The Cross House

Taming the Meandering Monster Spout

When I purchased the Cross House it had but a single downspout still in place, and this, combined with leaking built-in gutters, caused most of the damage to the house. Hurriedly, I installed downspouts.

 

This is the meandering monster spout (right). It was cobbled together out of what I found in the basement, yard, and garage. While utterly ridiculous looking, it has at least been doing its job.

 

But, later this year, the south facade will actually look good. I know, that seems impossible! So, something will have to be done about the monster.

I’ve been thinking…

 

…of moving it to the west, parallel to the roofline…

 

….and then coming down between the huge kitchen windows. The window trim, and the spout, will be the same green color so I don’t think the latter will be readily obvious.

 

This will look vastly better than what it currently in place. So, I am kinda excited. About a downspout.

 

 

9 Responses to Taming the Meandering Monster Spout

  1. I am confused because I would expect the spout to empty onto the roof below because that roof seems to need its own spout anyway. Why does it need to have sections that take it all of the way to the ground? Does the roof over the southeast corner of the first floor (not sure what part of the kitchen, pantry, or other room that roof covers), have its own self gutters and a downspout?

  2. Stewart, the lower roof has its own downspout (on the east side).

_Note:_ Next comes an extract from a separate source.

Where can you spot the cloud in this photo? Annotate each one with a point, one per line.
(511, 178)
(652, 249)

    The “monster” funnels a massive amount of water, the most, by far, of all the downspouts. So, I am reluctant to have it just drain onto the lower roof. It will quickly erode the shingles, and likely overload the lower roof gutter.

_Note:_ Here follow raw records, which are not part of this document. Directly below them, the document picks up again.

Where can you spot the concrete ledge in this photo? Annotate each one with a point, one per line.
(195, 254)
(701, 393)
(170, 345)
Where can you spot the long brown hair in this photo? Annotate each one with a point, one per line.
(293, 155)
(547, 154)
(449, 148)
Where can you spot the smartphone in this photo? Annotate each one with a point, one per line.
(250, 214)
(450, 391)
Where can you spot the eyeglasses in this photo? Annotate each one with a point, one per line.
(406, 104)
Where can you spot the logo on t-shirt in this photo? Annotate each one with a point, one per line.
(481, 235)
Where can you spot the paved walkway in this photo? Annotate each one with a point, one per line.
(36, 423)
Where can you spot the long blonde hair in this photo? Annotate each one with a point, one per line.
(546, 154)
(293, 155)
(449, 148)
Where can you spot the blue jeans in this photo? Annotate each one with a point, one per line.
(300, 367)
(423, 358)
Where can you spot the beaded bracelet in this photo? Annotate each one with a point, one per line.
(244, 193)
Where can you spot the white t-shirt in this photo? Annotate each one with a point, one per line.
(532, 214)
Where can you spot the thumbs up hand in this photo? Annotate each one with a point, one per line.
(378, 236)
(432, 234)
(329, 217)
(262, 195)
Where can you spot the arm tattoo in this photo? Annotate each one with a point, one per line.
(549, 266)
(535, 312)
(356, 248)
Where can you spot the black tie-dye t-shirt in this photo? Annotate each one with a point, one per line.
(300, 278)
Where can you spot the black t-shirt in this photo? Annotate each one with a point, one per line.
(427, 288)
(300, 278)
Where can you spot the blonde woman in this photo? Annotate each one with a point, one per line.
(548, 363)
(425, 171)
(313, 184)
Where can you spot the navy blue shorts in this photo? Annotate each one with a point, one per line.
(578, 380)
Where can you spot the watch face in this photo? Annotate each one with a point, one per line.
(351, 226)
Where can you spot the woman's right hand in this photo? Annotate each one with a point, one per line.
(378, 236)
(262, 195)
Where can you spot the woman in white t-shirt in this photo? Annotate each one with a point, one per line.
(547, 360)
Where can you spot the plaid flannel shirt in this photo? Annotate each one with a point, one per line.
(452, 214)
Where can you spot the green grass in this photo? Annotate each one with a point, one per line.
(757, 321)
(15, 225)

    • I agree that you shouldn’t have the spout drain onto the roof shingles. I think that I should have written to direct the base of the upper spout to the lower roof’s East side spout. The East spout may need to be increased in size to handle that much water, but I think one wider spout is preferable to having one down the middle of the window. I find your judgement to be excellent, I am suggesting this as a possible alternative. Not having actually been to the site, I have no Idea if it is even feasible.

      • It’s not so much an issue of increasing the lower spout. My concern is rather the size of the lower built-in gutter. It’s clearly not designed to accept a lot of water.

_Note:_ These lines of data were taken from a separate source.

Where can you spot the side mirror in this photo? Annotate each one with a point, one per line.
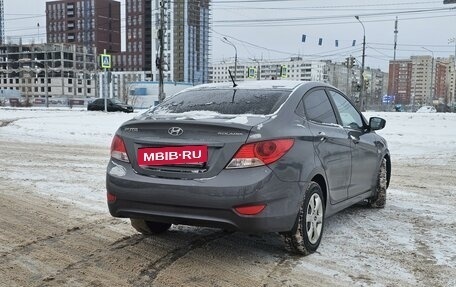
(376, 123)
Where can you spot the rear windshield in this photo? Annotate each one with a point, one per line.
(225, 101)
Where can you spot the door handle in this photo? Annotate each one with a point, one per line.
(354, 139)
(322, 136)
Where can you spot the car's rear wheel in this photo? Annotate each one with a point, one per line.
(378, 200)
(307, 231)
(149, 227)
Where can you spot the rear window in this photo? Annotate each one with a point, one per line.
(225, 101)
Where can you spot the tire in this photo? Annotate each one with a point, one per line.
(378, 200)
(305, 237)
(149, 227)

        • I have seen houses where the upper spout feeds directly into the lower larger spout. I am having trouble communicating my thoughts on this. I am trying to be helpful and am sorry that I have not been able to communicate the idea properly in my replies.
          Just know that I wish you the best and ignore mu sense of what “should” be. I am not invested in the solution that you choose. Trying to offer possible alternatives. Your solution will do the job.

  3. Fabulous! I can practically hear rainwater rocketing around the turns! What happens when it gets to ground level? Pebbles? … Pipe it somewhere? Cistern under the house?

  4. What about the other way, down the back of that roof towards the back of the house. Towards the east, off the servant’s dining room roof?